The data warehouse is a collection of integrated, subject-oriented databases design to support DSS functions, where each unit of data is non-volatile and relevant to some moment in time.
Characteristics of Data Warehousing
- Subject oriented, data are organized by organized. Subject orientation provides a more comprehensive view of the organization
- Integrated, DW must place data from different source into consistent format.
- Time variant, a warehouse maintains historical data. The data do not necessarily provide current status.
- Nonvolatile, after data entered into a data warehouse, user can’t change or update data.
Data Mart is a departmental data warehouse that stores only relevant data.
- Dependent data mart
A subset that is created directly from a data warehouse
- Independent data mart
A small data warehouse designed for a strategic business unit or a department
Data Warehousing Architectures
- Three-tier architecture
- Data acquisition software (back-end)
- The data warehouse that contains the data & software
- Client (front-end) software that allows users to access and analyze data from the warehouse
- Two-tier architecture
First 2 tiers in three-tier architecture is combined into one.
Ten factors that potentially affect the architecture selection decision:
- Information interdependence between organizational units
- Upper management’s information needs
- Urgency of need for a data warehouse
- Nature of end-user tasks
- Constraints on resources
- Strategic view of the data warehouse prior to implementation
- Compatibility with existing systems
- Perceived ability of the in-house IT staff
- Technical issues
- Social/political factors
- Data integration Integration that comprises three major processes: data access, data federation, and change capture.
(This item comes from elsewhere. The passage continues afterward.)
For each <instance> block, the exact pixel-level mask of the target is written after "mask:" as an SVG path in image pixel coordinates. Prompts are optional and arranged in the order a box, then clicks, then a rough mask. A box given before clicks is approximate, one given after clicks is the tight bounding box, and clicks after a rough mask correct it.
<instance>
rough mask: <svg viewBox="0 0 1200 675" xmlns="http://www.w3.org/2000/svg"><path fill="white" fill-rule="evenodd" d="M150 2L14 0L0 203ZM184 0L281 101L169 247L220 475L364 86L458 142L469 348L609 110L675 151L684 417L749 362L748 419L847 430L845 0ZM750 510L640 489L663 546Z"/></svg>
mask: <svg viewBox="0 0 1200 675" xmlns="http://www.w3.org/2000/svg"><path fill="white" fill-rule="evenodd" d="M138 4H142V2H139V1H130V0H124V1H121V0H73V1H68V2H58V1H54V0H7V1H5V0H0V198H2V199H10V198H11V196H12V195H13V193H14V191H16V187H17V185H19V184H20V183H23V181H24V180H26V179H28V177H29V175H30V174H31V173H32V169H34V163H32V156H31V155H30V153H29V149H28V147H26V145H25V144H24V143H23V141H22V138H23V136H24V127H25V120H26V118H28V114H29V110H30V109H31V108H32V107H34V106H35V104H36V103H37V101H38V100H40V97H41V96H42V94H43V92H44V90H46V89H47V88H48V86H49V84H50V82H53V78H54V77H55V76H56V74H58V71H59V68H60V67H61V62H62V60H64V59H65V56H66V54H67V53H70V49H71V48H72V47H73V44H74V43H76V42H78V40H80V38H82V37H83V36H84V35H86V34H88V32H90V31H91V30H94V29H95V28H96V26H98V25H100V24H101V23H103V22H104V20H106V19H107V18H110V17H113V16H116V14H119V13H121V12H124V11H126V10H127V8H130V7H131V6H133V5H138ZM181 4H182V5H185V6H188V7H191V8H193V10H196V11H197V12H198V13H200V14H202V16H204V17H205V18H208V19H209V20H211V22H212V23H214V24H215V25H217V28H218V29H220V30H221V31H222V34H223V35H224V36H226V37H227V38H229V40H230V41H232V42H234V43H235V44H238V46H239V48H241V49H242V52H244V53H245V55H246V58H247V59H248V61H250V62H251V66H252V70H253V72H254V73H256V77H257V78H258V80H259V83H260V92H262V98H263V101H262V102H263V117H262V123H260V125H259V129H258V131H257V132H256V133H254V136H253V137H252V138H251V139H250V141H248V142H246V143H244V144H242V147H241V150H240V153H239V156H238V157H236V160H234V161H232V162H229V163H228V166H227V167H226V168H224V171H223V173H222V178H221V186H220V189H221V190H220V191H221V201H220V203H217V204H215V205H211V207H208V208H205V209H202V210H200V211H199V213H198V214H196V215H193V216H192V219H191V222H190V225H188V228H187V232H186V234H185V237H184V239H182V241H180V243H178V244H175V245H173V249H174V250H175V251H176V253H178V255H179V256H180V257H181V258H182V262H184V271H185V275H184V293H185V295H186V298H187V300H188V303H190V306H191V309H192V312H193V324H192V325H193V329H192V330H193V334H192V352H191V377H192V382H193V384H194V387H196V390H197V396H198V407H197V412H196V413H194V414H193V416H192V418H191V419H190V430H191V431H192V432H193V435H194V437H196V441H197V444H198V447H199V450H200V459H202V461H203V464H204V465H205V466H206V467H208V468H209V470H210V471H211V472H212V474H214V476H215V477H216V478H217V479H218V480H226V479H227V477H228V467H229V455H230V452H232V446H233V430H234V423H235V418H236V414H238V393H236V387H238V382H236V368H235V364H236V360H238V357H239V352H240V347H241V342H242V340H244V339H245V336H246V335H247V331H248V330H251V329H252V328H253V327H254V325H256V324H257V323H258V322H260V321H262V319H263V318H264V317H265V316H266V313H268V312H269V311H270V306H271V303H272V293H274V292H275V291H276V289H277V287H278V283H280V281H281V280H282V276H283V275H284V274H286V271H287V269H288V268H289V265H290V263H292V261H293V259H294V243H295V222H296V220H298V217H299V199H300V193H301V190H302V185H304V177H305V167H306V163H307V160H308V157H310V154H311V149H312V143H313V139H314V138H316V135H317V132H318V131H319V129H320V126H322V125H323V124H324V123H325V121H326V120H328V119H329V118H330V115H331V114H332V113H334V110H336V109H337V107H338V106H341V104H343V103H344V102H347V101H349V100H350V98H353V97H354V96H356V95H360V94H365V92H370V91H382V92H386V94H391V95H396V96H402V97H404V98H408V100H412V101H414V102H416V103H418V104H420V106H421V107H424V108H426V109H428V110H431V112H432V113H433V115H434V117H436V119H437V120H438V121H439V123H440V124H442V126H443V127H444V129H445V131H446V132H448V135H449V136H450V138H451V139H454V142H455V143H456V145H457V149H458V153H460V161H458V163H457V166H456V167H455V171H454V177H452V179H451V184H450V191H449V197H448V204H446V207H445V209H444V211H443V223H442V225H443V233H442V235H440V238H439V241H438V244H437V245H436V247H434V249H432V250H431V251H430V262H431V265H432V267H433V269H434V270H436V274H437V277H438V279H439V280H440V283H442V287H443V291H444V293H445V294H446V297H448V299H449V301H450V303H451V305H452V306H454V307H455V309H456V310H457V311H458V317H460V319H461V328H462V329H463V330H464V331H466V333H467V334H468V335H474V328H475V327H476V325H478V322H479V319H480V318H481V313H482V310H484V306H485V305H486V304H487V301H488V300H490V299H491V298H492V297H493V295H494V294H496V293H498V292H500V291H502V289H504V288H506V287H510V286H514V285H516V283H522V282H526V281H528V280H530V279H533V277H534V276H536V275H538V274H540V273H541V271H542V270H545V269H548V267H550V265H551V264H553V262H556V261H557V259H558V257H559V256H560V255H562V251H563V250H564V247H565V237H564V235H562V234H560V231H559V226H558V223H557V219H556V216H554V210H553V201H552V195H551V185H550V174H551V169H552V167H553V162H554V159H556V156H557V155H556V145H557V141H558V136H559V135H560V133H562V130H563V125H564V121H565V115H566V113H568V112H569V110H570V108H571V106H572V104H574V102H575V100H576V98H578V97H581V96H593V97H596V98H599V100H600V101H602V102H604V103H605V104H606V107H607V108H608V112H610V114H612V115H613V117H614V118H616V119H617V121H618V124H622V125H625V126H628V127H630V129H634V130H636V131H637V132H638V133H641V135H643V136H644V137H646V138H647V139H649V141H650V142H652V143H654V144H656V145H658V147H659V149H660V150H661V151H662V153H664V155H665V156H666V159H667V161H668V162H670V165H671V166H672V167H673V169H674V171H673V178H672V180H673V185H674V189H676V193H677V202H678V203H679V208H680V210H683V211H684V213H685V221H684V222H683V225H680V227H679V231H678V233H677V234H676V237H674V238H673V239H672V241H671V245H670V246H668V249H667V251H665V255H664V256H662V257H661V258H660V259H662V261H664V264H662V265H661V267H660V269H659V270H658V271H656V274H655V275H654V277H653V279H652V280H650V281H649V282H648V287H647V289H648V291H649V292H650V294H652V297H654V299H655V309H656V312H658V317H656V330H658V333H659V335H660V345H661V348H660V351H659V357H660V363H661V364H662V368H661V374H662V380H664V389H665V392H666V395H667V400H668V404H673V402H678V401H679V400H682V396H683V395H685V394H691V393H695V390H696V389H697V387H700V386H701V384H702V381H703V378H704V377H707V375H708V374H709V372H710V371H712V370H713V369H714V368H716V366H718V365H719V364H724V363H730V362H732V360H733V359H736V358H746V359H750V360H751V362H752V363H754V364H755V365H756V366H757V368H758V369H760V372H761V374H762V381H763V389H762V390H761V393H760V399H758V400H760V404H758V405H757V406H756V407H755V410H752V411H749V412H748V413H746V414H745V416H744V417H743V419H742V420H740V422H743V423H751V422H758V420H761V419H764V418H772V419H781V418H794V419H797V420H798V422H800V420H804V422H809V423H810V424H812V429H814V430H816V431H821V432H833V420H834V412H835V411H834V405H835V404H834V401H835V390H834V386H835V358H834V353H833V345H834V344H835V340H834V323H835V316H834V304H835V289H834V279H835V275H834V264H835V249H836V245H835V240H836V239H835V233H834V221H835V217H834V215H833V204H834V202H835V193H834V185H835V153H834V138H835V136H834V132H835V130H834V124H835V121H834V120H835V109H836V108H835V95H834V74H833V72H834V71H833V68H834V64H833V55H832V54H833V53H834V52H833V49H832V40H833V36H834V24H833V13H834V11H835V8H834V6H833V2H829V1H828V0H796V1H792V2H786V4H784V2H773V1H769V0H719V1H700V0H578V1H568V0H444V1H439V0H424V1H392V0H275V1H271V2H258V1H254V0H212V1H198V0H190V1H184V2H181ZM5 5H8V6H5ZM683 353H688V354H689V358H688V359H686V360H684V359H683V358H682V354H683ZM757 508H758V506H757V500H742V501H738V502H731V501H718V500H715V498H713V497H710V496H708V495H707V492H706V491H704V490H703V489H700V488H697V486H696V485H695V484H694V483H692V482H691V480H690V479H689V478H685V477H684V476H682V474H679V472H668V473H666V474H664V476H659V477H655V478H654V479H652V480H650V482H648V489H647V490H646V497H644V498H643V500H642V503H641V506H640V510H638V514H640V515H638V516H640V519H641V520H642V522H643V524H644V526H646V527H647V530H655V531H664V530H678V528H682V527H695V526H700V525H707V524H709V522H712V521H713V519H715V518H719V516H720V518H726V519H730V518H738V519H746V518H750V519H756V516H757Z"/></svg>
- Enterprise application integration (EAI) A technology thatprovides a vehicle for pushing data from source systems into a data warehouse
- Enterprise information integration (EII) An evolving tool space that promises real-time data integration from a variety of sources
- Service-oriented architecture (SOA) A new way of integrating information systems
- Direct benefits of a data warehouse
- Allows end users to perform extensive analysis
- Allows a consolidated view of corporate data
- Better and more timely information
- Enhanced system performance
- Simplification of data access
- Indirect benefits of data warehouse
- Enhance business knowledge
- Present competitive advantage
- Enhance customer service and satisfaction
- Facilitate decision making
- Help in reforming business processes
- Types of Data Warehouse
Information processing, analytical processing, and data mining are the three types of data warehouse applications that are discussed below:
- Information Processing – A data warehouse allows to process the data stored in it. The data can be processed by means of querying, basic statistical analysis, reporting using crosstabs, tables, charts, or graphs.
- Analytical Processing – A data warehouse supports analytical processing of the information stored in it. The data can be analyzed by means of basic OLAP operations, including slice-and-dice, drill down, drill up, and pivoting.
- Data Mining – Data mining supports knowledge discovery by finding hidden patterns and associations, constructing analytical models, performing classification and prediction. These mining results can be presented using visualization tools.